"Räven raskar över isen" ("The Fox Hurries Across the Ice") is an old Swedish folksong performed as a singing game when dancing around the Christmas tree and the midsummer pole. The opening verses are often "flickornas visa" (the "girls' song", where the participants curtsey) or "pojkarnas visa" (the "boys' song", where the participants bow). After that, the verses may vary. However, the "songs" of Grin-Olle and Skratt-Olle ("crybaby Olle" and "laughing Olle") are common.
According to the Olaus Rudbeck's historical compilation Atlantica the song opens: "Hå, hå, Räfwen han låckar på isen". In the 1950 Carl-Herman Tillhagen and Nils Deckers compilation Svenska folkvisor och danser is a version opening with the line "Räven raskar över riset".
An early recording was made by Margareta Schömström in Stockholm in May 1925; the record was released in January 1926. The song has also been recorded by Anita Lindblom on the 1975 Christmas album Jul med tradition.
The song was also used as film music for the 1987 film Mer om oss barn i Bullerbyn.[1]

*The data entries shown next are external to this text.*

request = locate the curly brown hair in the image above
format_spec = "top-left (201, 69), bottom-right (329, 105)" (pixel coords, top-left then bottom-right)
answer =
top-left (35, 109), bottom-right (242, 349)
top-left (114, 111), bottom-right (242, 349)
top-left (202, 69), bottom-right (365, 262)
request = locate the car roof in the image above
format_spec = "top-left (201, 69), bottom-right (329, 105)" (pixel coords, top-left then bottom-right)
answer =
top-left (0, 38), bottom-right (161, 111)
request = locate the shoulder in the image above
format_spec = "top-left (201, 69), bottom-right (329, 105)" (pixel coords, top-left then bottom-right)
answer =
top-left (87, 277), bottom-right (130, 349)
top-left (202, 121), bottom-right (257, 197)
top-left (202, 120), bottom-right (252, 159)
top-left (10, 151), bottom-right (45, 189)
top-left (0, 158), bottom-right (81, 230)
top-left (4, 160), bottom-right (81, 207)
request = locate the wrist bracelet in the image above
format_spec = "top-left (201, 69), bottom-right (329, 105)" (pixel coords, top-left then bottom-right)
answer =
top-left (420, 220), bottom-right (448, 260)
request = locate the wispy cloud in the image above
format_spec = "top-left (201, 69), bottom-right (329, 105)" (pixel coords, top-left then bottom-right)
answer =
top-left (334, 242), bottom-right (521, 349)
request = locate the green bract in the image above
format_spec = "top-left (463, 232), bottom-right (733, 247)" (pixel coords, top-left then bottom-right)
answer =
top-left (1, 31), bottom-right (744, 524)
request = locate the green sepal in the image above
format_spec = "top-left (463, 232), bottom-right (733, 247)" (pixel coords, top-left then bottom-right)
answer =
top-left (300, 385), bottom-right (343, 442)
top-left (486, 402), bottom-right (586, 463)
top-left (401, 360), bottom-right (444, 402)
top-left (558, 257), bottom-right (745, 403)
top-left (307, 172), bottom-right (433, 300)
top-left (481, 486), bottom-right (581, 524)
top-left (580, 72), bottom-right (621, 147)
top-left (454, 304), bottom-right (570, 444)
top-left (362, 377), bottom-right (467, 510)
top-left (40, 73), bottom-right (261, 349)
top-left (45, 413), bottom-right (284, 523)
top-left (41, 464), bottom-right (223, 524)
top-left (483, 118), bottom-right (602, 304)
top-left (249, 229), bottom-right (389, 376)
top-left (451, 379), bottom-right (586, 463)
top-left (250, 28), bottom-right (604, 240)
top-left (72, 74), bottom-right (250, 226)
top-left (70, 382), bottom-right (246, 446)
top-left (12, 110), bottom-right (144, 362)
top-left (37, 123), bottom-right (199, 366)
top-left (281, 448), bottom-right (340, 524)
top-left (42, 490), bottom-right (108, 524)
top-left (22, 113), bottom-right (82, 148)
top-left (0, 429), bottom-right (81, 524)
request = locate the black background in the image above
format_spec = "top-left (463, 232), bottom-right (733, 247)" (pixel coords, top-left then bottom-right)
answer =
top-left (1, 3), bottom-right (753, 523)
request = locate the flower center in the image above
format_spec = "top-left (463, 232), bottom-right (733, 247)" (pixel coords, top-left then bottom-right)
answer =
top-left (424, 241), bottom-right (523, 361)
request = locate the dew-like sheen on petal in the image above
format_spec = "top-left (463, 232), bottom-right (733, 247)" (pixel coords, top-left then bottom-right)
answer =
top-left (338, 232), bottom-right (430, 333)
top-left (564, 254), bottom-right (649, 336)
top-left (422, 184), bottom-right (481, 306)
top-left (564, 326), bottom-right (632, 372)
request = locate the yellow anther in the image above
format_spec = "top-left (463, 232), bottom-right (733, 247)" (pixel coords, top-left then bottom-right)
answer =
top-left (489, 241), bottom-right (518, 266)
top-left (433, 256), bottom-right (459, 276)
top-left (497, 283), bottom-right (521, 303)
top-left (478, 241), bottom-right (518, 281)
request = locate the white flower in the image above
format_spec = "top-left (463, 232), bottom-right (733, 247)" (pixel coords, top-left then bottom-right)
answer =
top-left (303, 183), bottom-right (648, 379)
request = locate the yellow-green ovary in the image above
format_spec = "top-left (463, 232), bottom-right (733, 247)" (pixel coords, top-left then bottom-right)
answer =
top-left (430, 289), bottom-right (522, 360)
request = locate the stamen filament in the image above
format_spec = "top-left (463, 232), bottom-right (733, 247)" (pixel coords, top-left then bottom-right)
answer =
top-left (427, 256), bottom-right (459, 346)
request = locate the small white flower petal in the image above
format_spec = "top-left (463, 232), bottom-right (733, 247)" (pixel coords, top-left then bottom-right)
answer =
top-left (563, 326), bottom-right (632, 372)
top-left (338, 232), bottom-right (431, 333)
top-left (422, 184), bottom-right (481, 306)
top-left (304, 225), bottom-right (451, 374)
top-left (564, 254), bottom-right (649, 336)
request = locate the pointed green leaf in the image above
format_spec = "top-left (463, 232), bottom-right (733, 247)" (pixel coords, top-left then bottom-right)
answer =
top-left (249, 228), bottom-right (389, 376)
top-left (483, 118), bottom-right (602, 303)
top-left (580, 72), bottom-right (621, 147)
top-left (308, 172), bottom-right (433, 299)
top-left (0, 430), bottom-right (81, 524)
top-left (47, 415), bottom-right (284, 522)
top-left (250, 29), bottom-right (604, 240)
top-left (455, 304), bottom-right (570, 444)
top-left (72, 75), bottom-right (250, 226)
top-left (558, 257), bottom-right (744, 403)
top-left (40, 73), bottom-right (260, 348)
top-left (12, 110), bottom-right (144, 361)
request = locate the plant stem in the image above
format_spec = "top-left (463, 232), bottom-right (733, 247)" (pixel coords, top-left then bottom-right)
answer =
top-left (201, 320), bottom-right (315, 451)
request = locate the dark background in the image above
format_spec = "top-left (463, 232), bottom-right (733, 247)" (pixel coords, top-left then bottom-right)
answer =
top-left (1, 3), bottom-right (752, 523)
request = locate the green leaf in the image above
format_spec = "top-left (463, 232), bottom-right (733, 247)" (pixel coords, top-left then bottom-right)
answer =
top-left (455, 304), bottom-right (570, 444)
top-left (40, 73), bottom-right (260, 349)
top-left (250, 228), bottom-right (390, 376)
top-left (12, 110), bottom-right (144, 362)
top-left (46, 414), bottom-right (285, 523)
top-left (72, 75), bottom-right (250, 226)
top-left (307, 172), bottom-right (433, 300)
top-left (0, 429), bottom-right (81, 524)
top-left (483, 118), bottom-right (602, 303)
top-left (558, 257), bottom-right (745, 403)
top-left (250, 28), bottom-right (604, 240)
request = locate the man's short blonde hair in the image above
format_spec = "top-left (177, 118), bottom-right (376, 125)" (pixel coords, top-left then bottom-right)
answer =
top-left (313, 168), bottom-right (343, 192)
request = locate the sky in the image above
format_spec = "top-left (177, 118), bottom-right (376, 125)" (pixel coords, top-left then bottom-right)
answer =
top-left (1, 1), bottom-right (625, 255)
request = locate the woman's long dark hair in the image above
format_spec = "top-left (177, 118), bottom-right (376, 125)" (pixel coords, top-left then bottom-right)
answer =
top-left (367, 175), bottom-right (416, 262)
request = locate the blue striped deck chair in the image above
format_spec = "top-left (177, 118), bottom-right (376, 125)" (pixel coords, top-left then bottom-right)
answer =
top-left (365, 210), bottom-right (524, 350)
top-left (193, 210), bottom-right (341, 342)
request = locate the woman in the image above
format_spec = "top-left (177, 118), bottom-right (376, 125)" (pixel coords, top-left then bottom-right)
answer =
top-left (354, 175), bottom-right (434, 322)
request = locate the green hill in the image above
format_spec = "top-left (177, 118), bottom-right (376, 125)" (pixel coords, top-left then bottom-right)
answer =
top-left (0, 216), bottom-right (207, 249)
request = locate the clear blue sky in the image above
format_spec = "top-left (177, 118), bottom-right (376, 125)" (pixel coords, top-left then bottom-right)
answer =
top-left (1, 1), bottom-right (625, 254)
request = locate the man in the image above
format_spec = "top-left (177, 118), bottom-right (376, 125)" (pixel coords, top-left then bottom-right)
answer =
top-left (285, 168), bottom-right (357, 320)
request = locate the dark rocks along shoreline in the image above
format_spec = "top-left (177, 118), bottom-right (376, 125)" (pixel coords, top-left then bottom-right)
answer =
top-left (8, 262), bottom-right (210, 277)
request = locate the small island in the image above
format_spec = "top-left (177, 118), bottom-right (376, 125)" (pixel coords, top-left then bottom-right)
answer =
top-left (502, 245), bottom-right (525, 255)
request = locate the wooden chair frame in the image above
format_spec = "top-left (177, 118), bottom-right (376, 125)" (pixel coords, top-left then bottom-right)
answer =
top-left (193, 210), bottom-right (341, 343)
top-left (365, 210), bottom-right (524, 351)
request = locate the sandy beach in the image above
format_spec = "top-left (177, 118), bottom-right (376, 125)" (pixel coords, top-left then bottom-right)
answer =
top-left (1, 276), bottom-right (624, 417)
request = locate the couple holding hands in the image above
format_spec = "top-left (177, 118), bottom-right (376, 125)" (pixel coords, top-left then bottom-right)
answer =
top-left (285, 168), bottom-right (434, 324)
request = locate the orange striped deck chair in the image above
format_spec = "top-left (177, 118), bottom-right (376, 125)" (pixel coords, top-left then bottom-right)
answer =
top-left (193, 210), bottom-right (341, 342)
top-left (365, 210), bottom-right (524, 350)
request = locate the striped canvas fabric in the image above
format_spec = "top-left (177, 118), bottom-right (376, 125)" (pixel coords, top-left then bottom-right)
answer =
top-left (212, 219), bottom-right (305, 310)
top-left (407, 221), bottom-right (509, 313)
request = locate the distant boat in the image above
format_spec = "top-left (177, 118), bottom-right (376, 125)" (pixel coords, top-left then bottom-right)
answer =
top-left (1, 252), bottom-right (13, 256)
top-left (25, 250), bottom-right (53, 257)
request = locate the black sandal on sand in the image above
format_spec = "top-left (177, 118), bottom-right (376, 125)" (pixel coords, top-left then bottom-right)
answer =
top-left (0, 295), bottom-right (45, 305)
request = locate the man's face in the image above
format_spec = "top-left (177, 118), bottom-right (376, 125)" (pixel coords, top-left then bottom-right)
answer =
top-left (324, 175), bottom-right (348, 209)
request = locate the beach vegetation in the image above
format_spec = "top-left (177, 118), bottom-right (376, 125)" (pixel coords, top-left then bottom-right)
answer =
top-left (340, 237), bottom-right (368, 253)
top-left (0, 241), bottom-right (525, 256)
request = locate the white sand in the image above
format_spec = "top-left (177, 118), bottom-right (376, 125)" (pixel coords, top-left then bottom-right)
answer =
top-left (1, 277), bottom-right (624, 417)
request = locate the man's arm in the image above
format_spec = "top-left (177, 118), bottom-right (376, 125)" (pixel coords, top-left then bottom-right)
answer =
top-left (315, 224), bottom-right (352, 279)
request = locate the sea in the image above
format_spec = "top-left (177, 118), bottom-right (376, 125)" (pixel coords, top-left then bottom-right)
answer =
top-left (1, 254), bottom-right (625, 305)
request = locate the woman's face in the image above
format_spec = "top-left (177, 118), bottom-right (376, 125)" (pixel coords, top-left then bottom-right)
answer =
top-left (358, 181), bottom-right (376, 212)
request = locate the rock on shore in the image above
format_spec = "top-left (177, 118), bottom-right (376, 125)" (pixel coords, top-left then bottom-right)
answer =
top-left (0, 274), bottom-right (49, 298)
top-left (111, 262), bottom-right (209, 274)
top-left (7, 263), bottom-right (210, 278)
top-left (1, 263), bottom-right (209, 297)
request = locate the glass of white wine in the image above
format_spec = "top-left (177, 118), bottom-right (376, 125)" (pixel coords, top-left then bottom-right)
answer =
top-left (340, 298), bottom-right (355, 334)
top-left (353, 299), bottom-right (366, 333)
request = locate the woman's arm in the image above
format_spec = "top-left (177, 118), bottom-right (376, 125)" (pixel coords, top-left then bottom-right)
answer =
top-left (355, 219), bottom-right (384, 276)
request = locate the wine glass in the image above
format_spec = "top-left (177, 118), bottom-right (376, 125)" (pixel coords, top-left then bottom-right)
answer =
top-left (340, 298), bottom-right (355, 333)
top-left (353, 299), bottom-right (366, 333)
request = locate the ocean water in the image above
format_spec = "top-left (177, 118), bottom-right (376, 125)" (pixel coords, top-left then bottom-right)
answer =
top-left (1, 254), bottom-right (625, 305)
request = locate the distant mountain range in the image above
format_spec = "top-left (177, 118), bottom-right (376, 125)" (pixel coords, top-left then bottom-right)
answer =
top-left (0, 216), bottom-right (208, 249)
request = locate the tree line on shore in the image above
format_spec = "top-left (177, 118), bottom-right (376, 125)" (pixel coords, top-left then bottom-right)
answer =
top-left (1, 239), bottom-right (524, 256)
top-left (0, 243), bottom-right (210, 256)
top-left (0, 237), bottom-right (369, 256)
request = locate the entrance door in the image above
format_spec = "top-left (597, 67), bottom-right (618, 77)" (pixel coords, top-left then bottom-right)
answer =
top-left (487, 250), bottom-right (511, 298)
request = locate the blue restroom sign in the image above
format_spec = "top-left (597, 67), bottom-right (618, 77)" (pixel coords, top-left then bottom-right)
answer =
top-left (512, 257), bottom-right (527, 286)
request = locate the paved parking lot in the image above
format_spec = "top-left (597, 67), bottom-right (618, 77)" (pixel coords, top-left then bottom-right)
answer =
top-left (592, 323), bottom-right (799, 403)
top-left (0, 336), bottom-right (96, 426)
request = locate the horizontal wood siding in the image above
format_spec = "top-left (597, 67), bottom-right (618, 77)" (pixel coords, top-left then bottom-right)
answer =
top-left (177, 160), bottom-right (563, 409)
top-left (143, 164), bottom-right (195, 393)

During the early 1970's, Gullan Bornemark wrote two new lyrics versions of the same versions. Both of them were traffic-related, and appeared in her Anita och Televinken show. "Strunta i att gå i vägen" ("Ignore going in the way") deals with, for example, not following after emergency vehicles like the fire truck during accidents not involving oneself,[2] and "Hej, nu åker vi" ("Hey, let's ride") is a wintertime song arguing for the hillside being the best place to ride the toboggan or the pulk, as opposed to the road, which is made for motor vehicles like cars and buses.
Over the 2002–2003 Christmas and holiday season, a film from the Swedish Environmental Protection Agency about the greenhouse effect and global warming was often shown as a television commercial. Depicting a fictional Knut's dance in the future, the participants were children, singing "Räven simmar över sjön" ("the fox swims across the lake") instead of "Räven raskar över isen" ("The fox runs across the ice") and crawling on the floor; pretentding to be foxes swimming through lake water, before throwing the Christmas tree out in the rain.[3] What was feared was a future Sweden, where children in an era of global warming would no longer be aware of ice and frozen waters.[4]